Discussions about defunding police in school districts, though, have also underscored the challenges of alternative safety plans. A 2019 National Center for Education Statistics report found that about 66% of U.S. public schools in 2017-18 reported at least one physical attack or fight on campus without a weapon; 3% of schools reported an attack with a weapon.
In the two decades since the 1999 massacre at Colombine High School, marked by multiple other school shootings, public concern about student safety and demands for new safety measures has surged. Parents are among the strongest voices advocating for armed personnel at school, calls that reignited after the 2018 shootings in Parkland, Florida, and Santa Fe, Texas.
The issue of armed police officers on public school campuses will likely spark heated debate in the coming weeks among leaders of the nation’s second largest district, teachers and parents as the district gears up to approve its yearly budget.
William Etue, vice president of the school police union, said he considered funding of the LASP force to be “a bargain.”
“When we look at nearly an 8 billion dollar budget, we’re spending less than 1% on people that run toward danger if there’s ever an issue to arise and keep kids safe,” he said. “That breaks down to anywhere between $85 and $95 per student per year to have a police officer on campus.”
In response to UTLA’s Friday, June 5, vote, several thousand parents and others signed an online petition against the move. That petition was sent to school board members and said it would “put OUR children at risk.”
“I sleep well at night knowing we have the Los Angeles School Police Department in OUR schools,” the petition read.
Abby Bailes, a parent of four LAUSD students in the northwest San Fernando Valley, said she supports the principle of “Black Lives Matter” but objects to the idea of defunding police departments, whether it be LAPD or LASP.
“It doesn’t make common sense or have popular support,” she said. “If anything, there should be additional funding to improve police racial bias training, and I’m all for prosecuting police who commit crimes.”
But other parents, like Sylmar neighborhood council President Andres Rubalcavez, see plenty of sense in transferring police budgets to social services in a time of both budget cuts and school shootings.

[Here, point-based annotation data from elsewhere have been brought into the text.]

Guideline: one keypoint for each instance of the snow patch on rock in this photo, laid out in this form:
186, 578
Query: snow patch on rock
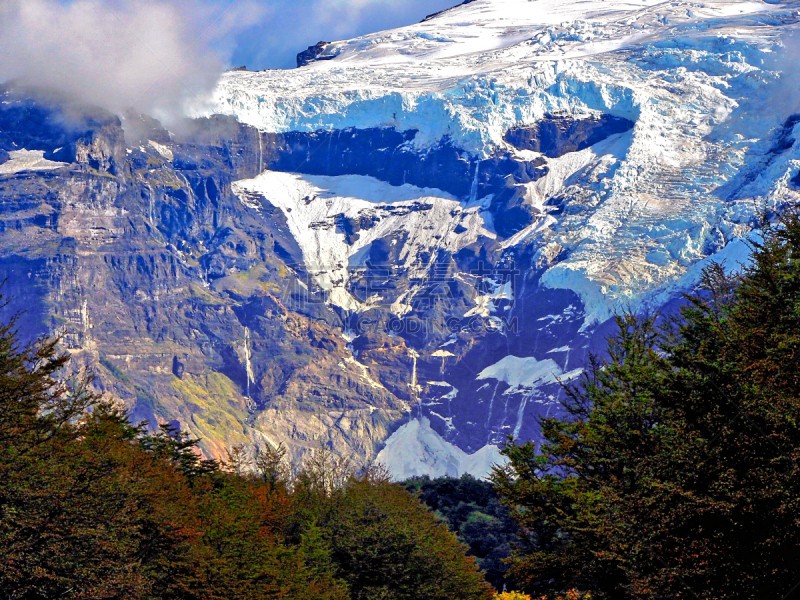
416, 450
28, 160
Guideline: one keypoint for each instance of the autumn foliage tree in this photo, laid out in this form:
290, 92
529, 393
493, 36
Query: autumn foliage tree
675, 473
92, 506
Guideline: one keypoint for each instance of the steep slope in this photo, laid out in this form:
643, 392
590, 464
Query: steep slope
406, 246
601, 152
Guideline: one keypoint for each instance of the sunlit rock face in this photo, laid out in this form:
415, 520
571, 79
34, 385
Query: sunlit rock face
408, 246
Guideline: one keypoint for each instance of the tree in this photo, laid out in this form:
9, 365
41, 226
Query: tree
674, 473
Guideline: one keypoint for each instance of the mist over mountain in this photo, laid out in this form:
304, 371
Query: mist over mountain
402, 249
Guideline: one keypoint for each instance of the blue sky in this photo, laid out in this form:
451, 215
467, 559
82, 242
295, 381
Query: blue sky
282, 28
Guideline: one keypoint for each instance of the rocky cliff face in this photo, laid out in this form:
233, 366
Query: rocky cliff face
418, 239
156, 275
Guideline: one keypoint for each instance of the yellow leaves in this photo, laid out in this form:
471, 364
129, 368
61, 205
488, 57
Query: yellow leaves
511, 596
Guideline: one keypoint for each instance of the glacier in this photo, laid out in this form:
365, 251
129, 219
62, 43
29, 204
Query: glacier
627, 223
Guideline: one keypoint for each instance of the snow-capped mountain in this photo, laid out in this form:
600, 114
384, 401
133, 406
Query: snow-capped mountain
404, 247
598, 153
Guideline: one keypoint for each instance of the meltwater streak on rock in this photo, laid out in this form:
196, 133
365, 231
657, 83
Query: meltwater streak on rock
629, 113
407, 223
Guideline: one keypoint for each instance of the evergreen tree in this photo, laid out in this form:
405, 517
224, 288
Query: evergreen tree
675, 473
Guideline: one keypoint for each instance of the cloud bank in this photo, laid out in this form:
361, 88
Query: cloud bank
160, 57
146, 55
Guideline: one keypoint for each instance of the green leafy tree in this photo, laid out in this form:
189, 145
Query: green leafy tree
675, 472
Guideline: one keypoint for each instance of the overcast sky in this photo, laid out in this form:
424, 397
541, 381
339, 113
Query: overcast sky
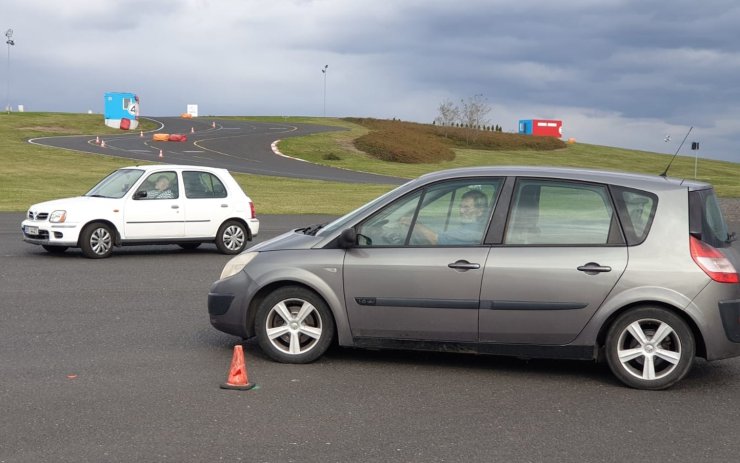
617, 72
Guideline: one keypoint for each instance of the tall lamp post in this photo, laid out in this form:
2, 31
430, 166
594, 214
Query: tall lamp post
324, 71
10, 43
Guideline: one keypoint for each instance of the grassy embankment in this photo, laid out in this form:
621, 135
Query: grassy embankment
33, 173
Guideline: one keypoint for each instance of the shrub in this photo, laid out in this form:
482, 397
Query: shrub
410, 142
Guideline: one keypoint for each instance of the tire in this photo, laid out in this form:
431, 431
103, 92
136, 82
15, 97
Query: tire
54, 249
294, 325
96, 241
642, 361
232, 237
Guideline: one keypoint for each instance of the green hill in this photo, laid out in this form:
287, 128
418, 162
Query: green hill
33, 173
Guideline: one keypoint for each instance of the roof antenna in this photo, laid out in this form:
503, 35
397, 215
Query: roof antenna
665, 172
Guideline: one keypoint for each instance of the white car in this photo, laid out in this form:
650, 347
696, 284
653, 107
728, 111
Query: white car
158, 204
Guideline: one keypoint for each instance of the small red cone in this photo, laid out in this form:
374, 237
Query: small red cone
237, 378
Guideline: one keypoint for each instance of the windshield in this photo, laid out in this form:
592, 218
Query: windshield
341, 223
116, 184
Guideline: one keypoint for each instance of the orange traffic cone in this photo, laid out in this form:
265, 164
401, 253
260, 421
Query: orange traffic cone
237, 378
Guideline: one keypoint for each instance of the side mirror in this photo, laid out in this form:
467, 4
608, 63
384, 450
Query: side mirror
347, 239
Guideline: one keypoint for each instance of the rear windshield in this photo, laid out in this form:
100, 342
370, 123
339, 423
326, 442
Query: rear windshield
705, 219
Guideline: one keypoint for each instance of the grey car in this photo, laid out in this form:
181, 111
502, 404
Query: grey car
632, 269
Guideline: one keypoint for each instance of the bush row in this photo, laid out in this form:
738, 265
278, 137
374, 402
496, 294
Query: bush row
409, 142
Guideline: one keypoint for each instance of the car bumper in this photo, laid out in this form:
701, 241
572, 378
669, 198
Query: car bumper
228, 305
719, 304
47, 233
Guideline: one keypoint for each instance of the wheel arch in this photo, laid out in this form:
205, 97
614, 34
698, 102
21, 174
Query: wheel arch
701, 350
241, 221
113, 227
339, 322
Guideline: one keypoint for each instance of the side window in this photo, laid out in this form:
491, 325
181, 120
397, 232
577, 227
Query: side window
202, 185
159, 185
447, 214
636, 210
390, 226
557, 213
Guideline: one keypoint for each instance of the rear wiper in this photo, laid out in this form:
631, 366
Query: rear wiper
311, 229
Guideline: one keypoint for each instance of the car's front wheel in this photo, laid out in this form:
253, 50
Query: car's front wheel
232, 237
96, 241
650, 348
294, 325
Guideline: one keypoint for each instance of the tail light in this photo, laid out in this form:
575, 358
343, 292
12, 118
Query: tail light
713, 262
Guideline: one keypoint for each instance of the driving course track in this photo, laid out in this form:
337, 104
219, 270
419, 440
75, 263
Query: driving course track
239, 146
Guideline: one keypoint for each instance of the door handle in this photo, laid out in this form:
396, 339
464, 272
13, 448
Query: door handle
592, 268
463, 265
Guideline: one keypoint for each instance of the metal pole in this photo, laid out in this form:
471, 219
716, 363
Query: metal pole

“To create a safe community, you don’t need too much policing. Yes, it’s always great to have somebody like an officer there just in case as a safety precaution,” he said. “But honestly I feel that the school shootings wouldn’t happen if there was more involvement prior. I’d rather funds go back to students, for arts and social emotional learning.”
Sarah Djato, the rising Dorsey High School senior, said that as long as police officers are on her campus, she’ll do her best to stay away from them.
“I don’t think people differentiate between school police and police,” she said. “They all represent the same danger.”